Page MenuHomePhabricator

LocalSetting.php Encoding type (multi-language/Hebrew support as site name)
Closed, DeclinedPublic

Description

Author: dov.wrk

Description:
the default encoding type of LocalSettings.php is ANSI,
this is great for English site but for foreigns sites multi-language support is needed
for example I had tried to change my Wiki name to Hebrew name but there were encoding problem, because of the encoding type of LocalSettings.php is ANSI
I had discovered that converting the file encoding to UTF-8 solving this problem
I advise you to change the default encoding type of LocalSettings to UTF-8


Version: unspecified
Severity: normal
OS: Linux

Details

Reference
bz14653

Event Timeline

bzimport raised the priority of this task from to Medium.Nov 21 2014, 10:11 PM
bzimport set Reference to bz14653.
bzimport added a subscriber: Unknown Object (MLST).

As far as I know LocalSettings.php is fully ASCII by default, and thus also UTF-8. Are you sure this is not a problem with the text editor you are using?

dov.wrk wrote:

I am sure about this...
the problem is on Linux systems (I am using FC7 on this particular server)
and while the charset is ASCII it can't recognize well other languages, while when I had opened the file and recoded it as UTF-8, the Linux machine recognized my language (hebrew) very well...

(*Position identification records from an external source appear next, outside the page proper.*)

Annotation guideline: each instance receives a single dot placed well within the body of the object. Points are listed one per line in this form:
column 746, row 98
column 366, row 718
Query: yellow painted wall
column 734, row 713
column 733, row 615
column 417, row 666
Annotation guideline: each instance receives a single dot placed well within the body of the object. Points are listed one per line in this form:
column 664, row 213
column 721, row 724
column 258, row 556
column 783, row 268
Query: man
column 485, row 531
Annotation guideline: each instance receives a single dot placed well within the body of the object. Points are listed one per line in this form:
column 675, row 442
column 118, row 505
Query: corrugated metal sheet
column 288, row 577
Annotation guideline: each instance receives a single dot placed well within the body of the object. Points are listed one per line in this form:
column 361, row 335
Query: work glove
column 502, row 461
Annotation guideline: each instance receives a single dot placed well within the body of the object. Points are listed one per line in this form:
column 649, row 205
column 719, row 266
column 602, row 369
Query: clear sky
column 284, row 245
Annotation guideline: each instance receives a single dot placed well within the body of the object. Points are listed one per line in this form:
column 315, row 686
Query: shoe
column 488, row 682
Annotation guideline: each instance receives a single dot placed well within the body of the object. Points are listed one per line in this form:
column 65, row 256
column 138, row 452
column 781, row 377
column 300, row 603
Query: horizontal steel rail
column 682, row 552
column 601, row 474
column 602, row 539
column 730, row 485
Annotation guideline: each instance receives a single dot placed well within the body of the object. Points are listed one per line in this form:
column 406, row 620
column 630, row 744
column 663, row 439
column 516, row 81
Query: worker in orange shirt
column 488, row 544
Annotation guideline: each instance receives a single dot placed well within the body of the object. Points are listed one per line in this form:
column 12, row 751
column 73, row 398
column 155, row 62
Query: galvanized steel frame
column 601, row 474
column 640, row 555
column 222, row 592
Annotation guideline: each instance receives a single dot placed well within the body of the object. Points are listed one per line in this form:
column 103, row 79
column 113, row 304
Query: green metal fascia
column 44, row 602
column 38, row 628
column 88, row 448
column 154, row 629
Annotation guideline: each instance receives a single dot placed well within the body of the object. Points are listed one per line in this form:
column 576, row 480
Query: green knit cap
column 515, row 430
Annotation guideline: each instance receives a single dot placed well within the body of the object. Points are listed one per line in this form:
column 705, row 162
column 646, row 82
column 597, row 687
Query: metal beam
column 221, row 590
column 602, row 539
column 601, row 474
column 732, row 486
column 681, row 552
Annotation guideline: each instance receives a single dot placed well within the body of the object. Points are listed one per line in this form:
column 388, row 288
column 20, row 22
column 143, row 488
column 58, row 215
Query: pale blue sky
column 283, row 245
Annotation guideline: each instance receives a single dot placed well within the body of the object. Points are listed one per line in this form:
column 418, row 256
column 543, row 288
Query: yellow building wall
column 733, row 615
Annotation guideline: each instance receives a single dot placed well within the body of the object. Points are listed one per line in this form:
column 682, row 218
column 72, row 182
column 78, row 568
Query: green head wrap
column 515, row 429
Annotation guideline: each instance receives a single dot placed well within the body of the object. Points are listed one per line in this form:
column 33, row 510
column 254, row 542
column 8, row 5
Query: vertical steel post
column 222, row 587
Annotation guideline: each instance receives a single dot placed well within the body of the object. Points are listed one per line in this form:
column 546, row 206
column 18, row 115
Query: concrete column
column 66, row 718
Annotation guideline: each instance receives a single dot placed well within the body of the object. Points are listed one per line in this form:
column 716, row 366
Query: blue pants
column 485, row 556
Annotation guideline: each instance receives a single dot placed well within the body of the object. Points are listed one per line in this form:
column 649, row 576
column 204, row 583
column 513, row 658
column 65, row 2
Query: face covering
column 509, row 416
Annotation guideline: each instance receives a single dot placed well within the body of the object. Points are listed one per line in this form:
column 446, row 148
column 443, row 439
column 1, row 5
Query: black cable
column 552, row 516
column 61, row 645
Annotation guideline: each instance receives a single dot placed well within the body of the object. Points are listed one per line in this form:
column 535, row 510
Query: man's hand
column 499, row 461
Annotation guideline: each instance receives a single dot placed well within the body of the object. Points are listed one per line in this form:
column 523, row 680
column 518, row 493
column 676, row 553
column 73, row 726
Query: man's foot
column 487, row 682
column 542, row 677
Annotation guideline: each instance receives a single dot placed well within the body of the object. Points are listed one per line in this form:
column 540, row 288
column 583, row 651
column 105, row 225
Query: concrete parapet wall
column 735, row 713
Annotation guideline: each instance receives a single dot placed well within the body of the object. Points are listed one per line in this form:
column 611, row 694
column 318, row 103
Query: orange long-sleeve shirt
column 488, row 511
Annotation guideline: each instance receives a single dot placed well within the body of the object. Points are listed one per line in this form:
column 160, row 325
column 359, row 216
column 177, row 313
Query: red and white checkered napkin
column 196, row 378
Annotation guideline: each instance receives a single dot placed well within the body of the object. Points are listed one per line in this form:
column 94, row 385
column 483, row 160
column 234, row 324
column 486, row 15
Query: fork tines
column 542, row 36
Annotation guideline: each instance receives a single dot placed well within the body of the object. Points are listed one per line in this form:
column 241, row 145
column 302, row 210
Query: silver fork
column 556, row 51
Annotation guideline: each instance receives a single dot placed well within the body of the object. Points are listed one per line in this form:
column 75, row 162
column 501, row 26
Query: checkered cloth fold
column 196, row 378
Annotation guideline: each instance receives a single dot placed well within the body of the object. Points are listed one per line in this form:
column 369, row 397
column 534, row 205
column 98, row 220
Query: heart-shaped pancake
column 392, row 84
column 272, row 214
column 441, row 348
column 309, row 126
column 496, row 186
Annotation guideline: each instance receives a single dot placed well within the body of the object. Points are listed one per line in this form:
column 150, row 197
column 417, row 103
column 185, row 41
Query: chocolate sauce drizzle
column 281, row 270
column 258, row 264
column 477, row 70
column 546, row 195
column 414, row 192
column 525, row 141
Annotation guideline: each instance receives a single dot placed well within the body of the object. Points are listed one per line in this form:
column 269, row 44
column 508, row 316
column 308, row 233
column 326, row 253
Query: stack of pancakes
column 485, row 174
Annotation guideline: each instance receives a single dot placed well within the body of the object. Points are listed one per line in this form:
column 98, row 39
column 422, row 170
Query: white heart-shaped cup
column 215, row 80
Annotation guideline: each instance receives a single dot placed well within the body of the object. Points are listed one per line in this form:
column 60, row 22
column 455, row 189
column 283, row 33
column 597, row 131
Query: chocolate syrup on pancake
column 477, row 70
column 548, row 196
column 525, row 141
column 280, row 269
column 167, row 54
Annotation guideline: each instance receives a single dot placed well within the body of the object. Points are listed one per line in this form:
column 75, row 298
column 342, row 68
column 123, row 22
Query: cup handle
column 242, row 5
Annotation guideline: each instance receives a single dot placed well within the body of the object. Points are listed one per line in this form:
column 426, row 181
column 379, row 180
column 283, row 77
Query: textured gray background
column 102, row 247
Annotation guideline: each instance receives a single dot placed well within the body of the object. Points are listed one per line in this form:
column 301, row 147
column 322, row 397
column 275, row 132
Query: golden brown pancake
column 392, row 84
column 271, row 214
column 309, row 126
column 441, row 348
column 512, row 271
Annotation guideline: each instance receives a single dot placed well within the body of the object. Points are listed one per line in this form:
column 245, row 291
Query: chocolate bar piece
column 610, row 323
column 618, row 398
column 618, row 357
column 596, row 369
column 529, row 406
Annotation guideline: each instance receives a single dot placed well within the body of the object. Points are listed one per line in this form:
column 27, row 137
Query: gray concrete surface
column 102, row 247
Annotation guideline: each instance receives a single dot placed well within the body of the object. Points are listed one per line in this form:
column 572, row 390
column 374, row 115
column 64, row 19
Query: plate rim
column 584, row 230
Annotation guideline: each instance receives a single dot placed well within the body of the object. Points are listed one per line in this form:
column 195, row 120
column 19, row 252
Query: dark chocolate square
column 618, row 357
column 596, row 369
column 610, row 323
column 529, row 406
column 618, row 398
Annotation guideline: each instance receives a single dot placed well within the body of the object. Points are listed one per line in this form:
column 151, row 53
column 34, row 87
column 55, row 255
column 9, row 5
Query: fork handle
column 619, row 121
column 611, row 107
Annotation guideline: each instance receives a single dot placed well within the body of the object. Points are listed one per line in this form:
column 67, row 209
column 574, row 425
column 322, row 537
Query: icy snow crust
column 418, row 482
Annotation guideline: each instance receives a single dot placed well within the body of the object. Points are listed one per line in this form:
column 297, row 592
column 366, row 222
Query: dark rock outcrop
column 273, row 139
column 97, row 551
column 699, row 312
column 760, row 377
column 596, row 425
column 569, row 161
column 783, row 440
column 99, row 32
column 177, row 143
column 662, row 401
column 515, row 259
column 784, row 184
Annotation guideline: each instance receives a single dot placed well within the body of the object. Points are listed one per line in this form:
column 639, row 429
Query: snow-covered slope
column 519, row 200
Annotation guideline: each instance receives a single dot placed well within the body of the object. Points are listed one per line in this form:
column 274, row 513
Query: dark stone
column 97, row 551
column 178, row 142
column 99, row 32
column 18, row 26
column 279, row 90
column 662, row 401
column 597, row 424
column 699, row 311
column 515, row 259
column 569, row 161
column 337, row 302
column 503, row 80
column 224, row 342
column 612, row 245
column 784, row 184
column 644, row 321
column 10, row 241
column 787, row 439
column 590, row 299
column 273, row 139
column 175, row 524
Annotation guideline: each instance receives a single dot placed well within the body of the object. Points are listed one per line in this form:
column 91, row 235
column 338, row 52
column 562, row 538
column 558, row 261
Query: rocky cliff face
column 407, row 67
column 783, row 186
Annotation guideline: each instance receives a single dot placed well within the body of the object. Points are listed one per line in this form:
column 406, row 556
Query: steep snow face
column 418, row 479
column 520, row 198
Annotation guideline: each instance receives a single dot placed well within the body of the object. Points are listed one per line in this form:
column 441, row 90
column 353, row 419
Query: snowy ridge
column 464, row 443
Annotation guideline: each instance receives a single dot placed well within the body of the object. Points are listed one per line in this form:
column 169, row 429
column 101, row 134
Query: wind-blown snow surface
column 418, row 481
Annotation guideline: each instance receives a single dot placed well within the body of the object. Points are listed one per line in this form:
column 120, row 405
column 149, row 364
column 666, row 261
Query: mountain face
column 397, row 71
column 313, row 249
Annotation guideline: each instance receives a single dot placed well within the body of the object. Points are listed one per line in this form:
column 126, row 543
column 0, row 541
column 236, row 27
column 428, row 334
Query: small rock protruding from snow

so I am suggesting to make this file as UTF-8 for default..

dov.wrk wrote:

(In reply to comment #1)

As far as I know LocalSettings.php is fully ASCII by default, and thus also
UTF-8. Are you sure this is not a problem with the text editor you are using?

I am sure about this...
the problem is on Linux systems (I am using FC7 on this particular server)
and while the charset is ASCII it can't recognize well other languages, while
when I had opened the file and recoded it as UTF-8, the Linux machine
recognized my language (hebrew) very well...

so I am suggesting to make this file as UTF-8 for default..

I believe there is an issue of some editors not supporting UTF-8. And additionally, the only real difference between them is how something is set to read the file. The only way to force something to read the file as UTF-8 is to add a BOM to the start of the file, however, as I've experienced not every program (and PHP is within this area as I remember) handles UTF-8 code files with a BOM at the front of them very cleanly. It's quite possible that adding a BOM to the start of the file could end up leading to some people on varying hosts ending up with a lot of "headers already sent in LocalSettings.php" errors in their wiki.

However, I think the real issue here may be multibyte stuff. Which PHP has an alternate way of handling. For example æ ends up converted to æ. Perhaps the solution would be to edit with an editor like Notepad++ or another which you can type in, then use HEX mode or some sort of conversion to convert the multibyte UTF-8 into single byte ASCII and paste that into the string. Then your text will be outputted correctly in the web front. Do note that this is basically how all multibyte characters are handled in the language files.

Not really a bug, as it's an issue with the end-user's editor, not the file itself.

All MediaWiki files, including LocalSettings.php, are all UTF-8 all the time.